Hey, you three wonderful MAX riders! You know who you are. Thank you from the bottom of my heart.
The changes that infill would bring
Regarding recent articles on House Bill 2007 and the Portland Infill Project: I commend the Tribune for covering this subject and hope that you will continue. It is of tremendous importance to the people of Oregon and Portland.
If these measures were to become fully implemented in their present form, they could change our way of living by:
• Eliminating the ability of cities to control the zoning and population density in their neighborhoods.
• Turning all single-family neighborhoods into the equivalent of apartment zones.
While the stated intent is to increase housing and make it more affordable, it seems more likely to result in the equivalent of small apartment complexes and motel-like short-term rental complexes. There is no guarantee that this would result in reduced rent. It also seems likely this would result in redevelopment of these properties by developers with a reduction in the opportunities for homeownership. This would reduce the ability of much of our younger population to build wealth over time.

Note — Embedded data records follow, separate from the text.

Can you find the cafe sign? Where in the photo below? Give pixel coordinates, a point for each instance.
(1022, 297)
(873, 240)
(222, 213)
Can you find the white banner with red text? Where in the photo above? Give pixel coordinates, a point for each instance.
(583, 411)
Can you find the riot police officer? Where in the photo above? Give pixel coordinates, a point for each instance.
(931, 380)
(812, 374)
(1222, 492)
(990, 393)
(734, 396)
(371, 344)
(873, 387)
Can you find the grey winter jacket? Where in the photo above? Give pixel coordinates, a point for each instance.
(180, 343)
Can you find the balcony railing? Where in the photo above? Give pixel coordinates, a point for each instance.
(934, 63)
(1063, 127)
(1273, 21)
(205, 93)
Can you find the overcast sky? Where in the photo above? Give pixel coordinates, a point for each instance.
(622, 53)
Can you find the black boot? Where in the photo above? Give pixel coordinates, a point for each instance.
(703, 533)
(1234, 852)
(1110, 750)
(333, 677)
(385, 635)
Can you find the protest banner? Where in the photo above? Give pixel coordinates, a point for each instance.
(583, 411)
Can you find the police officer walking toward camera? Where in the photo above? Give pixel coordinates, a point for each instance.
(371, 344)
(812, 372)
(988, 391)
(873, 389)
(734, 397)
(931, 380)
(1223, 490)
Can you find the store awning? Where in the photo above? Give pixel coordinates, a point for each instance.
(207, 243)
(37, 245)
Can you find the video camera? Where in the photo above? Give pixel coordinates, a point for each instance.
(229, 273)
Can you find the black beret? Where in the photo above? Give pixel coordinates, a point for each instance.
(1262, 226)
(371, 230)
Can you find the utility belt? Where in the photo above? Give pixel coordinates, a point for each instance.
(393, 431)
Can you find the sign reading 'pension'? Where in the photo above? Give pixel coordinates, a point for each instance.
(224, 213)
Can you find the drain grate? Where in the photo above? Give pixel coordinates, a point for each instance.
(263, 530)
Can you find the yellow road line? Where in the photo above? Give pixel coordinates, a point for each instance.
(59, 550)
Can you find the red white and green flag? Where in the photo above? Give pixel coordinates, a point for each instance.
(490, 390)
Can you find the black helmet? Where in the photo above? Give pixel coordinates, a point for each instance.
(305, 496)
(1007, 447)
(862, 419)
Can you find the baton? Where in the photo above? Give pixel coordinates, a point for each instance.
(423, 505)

I am currently land-use chair for the Collins View Neighborhood Association and have been land-use chair and board chair for over 20 years. I have gained great respect for Portland's land-use procedures and professional staff. HB 2007 would appear to place significant limits on the city's ability to tailor development to the needs of its population.
David F. Johnston
Senate should revise popular vote bill
When Oregon's House of Representatives passed HB 2927 that would award Oregon's electors to the winner of the national popular vote — regardless of who wins in the state of Oregon — it essentially minimized Oregon's future voice in presidential elections. While well-intended, this approach would not "ensure that every vote in every state will matter," as claimed by Rep. Alissa Keny-Guyer, D-Portland.
Those who have read Ron Chernow's "Alexander Hamilton" remember the voting power posed by the state of Virginia based on its overwhelming population. The less populous states in the Northeast would have had little say in national governance had it not been for the electoral college system. Why would a candidate even visit Oregon, much less listen to its concerns, if our electoral votes would automatically be awarded to the national popular vote winner no matter how Oregonians themselves voted?
The Senate should revise this bill — or better yet, present a revised version to the voters — that incorporates what Maine and Nebraska do by divvying up the electoral votes based on the popular vote within the state and congressional districts. Keny-Guyer is correct; "Oregon deserves a voice in who becomes president." But HB 2927 is not the solution.
Support Farm to School in Oregon
We are writing to express our strong support for HB 2038, the Farm to School bill that would maintain funding, in the form of grants administered by Oregon Department of Education, to reimburse school districts for their purchases of Oregon-grown and Oregon-processed foods and for food-based, agriculture-based or garden-based educational activities.
We understand that funding for the program has been eliminated in the Ways and Means Target Reduction Lists released in April. This is unacceptable! This valuable program supports Oregon's farms and food businesses, encourages healthy eating, and connects students with where their food comes from and how it is grown.
Farm to School funding is a win-win for everyone, students and producers. Without the funding we would not have been able to increase our local purchases by 8 percent. Students have enjoyed eating local apples from Kiyokawa Family Orchards, watermelons from Hermiston, hummus from Truitt Family Foods and 100 percent grass-fed beef from Carman Ranch. Let's continue to feed Oregon students food grown in Oregon.
We encourage our fellow community members to get in touch with our representatives in support of prioritizing and preserving funding for this important program.